How likely is it that I now have genital herpes, too?
That depends on several things, including whether you and your partner always use a condom and how long you've been sexually intimate with each other.
If you've had sex only once or twice, and if you used a condom each time, the risk is lower than if you've had unprotected sex for a long time. But you could have been infected during any one encounter.
Even if you've never seen herpes sores on your partner's genitals or your own, you still might have it. The symptoms of genital herpes are often subtle are easy to mistake for something else, like bug bites, pimples, razor burn, or hemorrhoids. Also, the virus can be contagious even when there are no symptoms.
How can I find out if I have genital herpes?
Go to your doctor and get tested. A doctor may take a sample from what appears to be a genital herpes sore and send it to a lab for testing.
You can also get a blood test. The blood test looks for antibodies to the virus that your immune system would have made if you were infected. The second type of herpes simplex virus, HSV-2, almost always infects the genitals, so if a test shows antibodies to HSV-2 in your blood, you probably have genital herpes. A blood test that shows antibodies to the other type of herpes virus, HSV-1, means you could have genital or oral herpes. That's because oral herpes, which is usually caused by HSV-1, can spread to the genitals during oral sex.
If I don’t have herpes, how can I protect myself when my partner and I have sex?
While no prevention method short of abstinence is 100% effective, using a latex condom offers some protection. Your partner should tell you when symptoms flare up, which is when the virus is most contagious. Avoid having vaginal, anal, or oral sex when your partner has symptoms.

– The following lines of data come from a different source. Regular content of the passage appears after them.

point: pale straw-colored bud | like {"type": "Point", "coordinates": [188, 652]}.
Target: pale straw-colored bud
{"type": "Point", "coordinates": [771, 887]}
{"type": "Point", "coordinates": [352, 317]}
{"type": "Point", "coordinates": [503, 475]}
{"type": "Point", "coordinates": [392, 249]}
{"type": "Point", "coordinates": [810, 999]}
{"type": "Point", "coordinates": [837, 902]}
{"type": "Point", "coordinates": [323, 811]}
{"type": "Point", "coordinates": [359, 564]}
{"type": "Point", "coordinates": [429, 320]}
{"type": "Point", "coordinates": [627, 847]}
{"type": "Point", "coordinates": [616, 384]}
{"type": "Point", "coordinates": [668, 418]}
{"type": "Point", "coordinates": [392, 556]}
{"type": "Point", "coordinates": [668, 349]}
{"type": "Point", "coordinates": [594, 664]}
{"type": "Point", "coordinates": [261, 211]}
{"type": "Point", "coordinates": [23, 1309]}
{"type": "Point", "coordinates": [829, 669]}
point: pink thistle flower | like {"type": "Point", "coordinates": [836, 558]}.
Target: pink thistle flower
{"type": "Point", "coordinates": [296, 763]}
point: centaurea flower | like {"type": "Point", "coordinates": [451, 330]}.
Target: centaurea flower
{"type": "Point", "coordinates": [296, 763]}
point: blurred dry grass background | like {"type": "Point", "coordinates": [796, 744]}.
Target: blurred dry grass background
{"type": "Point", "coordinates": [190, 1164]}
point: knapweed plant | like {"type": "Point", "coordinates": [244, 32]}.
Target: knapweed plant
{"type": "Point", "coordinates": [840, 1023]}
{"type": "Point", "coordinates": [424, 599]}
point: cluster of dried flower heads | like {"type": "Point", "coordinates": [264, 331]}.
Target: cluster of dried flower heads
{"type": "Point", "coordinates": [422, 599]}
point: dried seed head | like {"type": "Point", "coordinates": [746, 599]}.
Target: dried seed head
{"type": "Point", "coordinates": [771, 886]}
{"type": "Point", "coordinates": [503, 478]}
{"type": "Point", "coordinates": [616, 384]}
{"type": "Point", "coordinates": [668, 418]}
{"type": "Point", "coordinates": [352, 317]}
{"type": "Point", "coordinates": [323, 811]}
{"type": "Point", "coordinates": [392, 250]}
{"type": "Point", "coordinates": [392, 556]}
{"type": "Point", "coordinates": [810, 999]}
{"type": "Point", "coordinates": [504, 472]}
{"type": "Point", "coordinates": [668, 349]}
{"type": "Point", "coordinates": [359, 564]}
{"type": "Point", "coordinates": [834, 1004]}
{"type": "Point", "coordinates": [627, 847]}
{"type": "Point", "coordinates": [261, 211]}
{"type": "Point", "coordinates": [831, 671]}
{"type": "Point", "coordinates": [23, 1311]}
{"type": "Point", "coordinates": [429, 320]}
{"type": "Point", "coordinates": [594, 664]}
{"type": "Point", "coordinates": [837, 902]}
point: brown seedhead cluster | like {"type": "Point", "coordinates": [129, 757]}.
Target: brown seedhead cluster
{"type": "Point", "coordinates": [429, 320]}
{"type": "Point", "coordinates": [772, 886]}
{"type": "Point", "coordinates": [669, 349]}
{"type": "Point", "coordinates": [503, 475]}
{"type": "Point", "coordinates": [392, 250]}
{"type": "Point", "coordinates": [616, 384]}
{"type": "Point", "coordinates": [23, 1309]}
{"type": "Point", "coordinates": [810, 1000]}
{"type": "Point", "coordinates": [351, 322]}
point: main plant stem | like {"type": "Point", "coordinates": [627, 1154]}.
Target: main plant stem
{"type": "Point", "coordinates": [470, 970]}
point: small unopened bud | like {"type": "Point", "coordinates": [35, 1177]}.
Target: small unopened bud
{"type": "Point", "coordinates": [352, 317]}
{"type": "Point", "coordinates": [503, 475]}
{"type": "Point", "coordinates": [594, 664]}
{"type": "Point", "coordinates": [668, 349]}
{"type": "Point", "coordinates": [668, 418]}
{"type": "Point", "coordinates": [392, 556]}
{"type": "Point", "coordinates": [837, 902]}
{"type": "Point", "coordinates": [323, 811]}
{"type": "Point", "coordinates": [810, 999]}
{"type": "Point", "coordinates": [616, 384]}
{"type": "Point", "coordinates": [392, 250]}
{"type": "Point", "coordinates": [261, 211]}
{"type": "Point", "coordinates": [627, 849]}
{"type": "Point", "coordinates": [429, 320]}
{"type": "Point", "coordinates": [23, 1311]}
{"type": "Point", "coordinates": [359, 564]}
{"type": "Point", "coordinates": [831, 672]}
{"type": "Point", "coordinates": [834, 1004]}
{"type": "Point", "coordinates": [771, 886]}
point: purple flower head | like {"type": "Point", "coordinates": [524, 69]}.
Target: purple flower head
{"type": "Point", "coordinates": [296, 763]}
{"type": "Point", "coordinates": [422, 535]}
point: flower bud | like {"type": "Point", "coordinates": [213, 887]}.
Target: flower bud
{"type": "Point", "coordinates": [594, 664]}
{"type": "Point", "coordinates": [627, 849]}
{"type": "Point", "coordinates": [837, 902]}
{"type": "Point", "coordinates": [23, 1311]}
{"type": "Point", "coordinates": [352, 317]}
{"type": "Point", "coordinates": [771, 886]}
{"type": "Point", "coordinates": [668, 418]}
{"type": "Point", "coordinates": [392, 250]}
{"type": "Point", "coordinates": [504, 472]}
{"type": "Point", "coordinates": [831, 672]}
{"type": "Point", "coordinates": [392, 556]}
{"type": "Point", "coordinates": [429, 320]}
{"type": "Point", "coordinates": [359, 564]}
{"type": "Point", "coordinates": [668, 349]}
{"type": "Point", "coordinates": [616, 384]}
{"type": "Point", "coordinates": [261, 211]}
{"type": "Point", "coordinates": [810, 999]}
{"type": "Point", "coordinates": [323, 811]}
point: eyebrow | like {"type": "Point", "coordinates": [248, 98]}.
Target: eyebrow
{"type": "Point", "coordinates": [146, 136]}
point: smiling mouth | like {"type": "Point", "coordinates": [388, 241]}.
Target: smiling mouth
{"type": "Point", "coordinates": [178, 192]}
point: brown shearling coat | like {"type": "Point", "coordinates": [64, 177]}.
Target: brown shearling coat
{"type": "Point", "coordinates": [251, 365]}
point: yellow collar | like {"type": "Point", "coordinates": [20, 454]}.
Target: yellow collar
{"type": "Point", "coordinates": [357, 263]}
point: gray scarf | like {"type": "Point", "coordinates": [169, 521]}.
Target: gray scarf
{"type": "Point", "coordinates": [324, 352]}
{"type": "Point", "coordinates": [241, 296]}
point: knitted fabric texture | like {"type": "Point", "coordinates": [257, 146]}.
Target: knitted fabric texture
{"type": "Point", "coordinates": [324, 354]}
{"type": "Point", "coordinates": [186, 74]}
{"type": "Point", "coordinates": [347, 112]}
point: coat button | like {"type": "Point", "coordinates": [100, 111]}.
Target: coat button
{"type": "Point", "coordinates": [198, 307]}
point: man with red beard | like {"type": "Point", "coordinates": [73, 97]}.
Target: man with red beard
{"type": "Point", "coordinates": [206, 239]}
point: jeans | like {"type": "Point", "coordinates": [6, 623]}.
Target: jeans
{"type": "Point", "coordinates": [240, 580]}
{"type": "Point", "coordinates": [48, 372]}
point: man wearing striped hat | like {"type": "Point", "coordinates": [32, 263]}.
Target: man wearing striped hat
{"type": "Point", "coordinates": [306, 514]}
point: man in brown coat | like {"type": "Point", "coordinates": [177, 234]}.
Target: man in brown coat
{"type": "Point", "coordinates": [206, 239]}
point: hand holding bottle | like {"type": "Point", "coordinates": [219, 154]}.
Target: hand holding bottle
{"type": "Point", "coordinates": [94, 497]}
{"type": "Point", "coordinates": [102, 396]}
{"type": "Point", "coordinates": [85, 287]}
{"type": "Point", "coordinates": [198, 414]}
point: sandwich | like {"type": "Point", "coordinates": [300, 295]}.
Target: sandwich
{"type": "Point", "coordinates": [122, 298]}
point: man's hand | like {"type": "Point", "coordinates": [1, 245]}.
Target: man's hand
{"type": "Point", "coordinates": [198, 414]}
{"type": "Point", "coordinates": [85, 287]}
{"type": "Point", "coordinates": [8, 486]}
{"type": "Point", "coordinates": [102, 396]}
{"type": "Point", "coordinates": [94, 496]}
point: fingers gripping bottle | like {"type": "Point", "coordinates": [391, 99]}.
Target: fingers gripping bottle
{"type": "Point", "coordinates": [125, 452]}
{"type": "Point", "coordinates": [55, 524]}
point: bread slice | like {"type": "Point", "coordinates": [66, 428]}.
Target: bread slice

How dangerous is genital herpes?
Many people who have genital herpes don’t know it and don’t have symptoms. But sometimes, there can be serious complications.
If your partner is pregnant or trying to get pregnant, genital herpes is a major concern. This is because the virus that causes herpes can pass to the baby, which can be very dangerous. The woman’s doctor needs to know about it.
Genital herpes is also more serious for people with HIV and other conditions that weaken the immune system.
For some people, depression can be a risk if they have problems adjusting to their symptoms or the impact on their sex life.
What can I do to help my partner?
For starters, you can understand that having genital herpes is common. More than 1 in 6 people ages 14-49 in the U.S. have it, according to the CDC.
If you or your partner is upset about having herpes, joining a support group might help. And if you think genital herpes is harming your relationship, you could try couple's therapy.
Could my partner have picked up genital herpes from a toilet seat or hot tub?
It's very rare, if not impossible, to get genital herpes any other way than by sexual contact. The CDC’s website puts it this way: “You will not get herpes from toilet seats, bedding, or swimming pools, or from touching objects around you such as silverware, soap, or towels.”
Keep in mind that many people have genital herpes for years or even decades without knowing it. When they are diagnosed, their monogamous partners often assume they were unfaithful, which may not be true. It could be something they got a long time ago. A blood test won’t tell you when you got herpes or who you got it from.